Mendini designed some of the most iconic works of the period—many of which took historical references and turned them upside down. His best known work, the Proust chair, created in the late 1970s, references both 19th-century Baroque furnishings and the paintings of Paul Signac. But here, the artist’s Pointillist brushstrokes are blown up into polychromatic confetti. In Mendini’s world, “furnishing becomes the theater of private life,” as he told the Italian magazine Arbitare in 1998.

Mendini’s buildings were no less dramatic. In 1989, with his brother Francesco, he opened Atelier Mendini in Milan. The duo perhaps became best known for the canary-yellow tower of the Groninger Museum campus in the Netherlands (1994), a collaboration with Philippe Starck, Coop Himmelb(l)au, and Michele de Lucchi. Through this genre of architecture, “we want to give feelings,” the brothers wrote on the studio’s website.

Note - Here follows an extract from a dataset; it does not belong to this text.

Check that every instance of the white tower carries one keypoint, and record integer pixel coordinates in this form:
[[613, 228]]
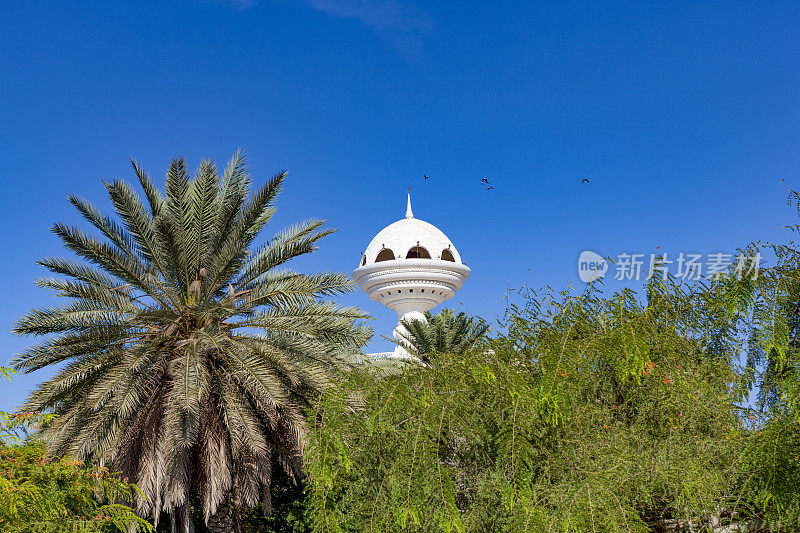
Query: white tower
[[410, 267]]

Over the years, Mendini designed many kitchen wares for the Italian company Alessi.

Photo by Carlo Lavatori

A Mendini-designed children's cutlery set for Alessi.

Photo by Carlo Lavatori

Mendini's whimsical "Anna G" corkscrew for Alessi.

Photo: Courtesy Alessi

Mendini spent his later years in the Italian countryside in a house that, as the designer told AD in the 2018 interview, “detaches me for a few days from the speed of life and work.”

Indeed, even as the designer reached his 80s he continued to hit the gas—a testament both to his enduring work ethic and to renewed interest in Italian Radical Design. In 2016, the designer collaborated with the skatewear brand Supreme on a series of limited-edition apparel, ceramic trays, and skate decks. Last year, he designed a cheeky stainless-steel egg pan for Alessi—a company with whom he had collaborated since the late 1970s.

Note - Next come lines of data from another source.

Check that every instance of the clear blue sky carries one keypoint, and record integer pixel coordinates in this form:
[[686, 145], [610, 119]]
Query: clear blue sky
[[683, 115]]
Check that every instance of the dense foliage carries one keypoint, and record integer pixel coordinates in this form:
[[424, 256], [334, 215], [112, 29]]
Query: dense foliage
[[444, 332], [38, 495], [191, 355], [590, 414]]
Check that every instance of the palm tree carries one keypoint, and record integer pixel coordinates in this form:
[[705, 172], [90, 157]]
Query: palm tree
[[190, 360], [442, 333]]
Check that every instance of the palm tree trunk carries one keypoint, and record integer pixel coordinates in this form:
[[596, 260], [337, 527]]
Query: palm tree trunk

Recalls Alberto Alessi, a longtime client and friend: “Sandro was always there, in the little upstairs office of Atelier Mendini on Via Sannio, always willing to lend an ear and offer his precious, sometimes enigmatic opinion.... Alessandro was a friend who stood by me when times were tough, a kind and rigorous mentor from whom I learned many things—practically the architect I trusted the most.”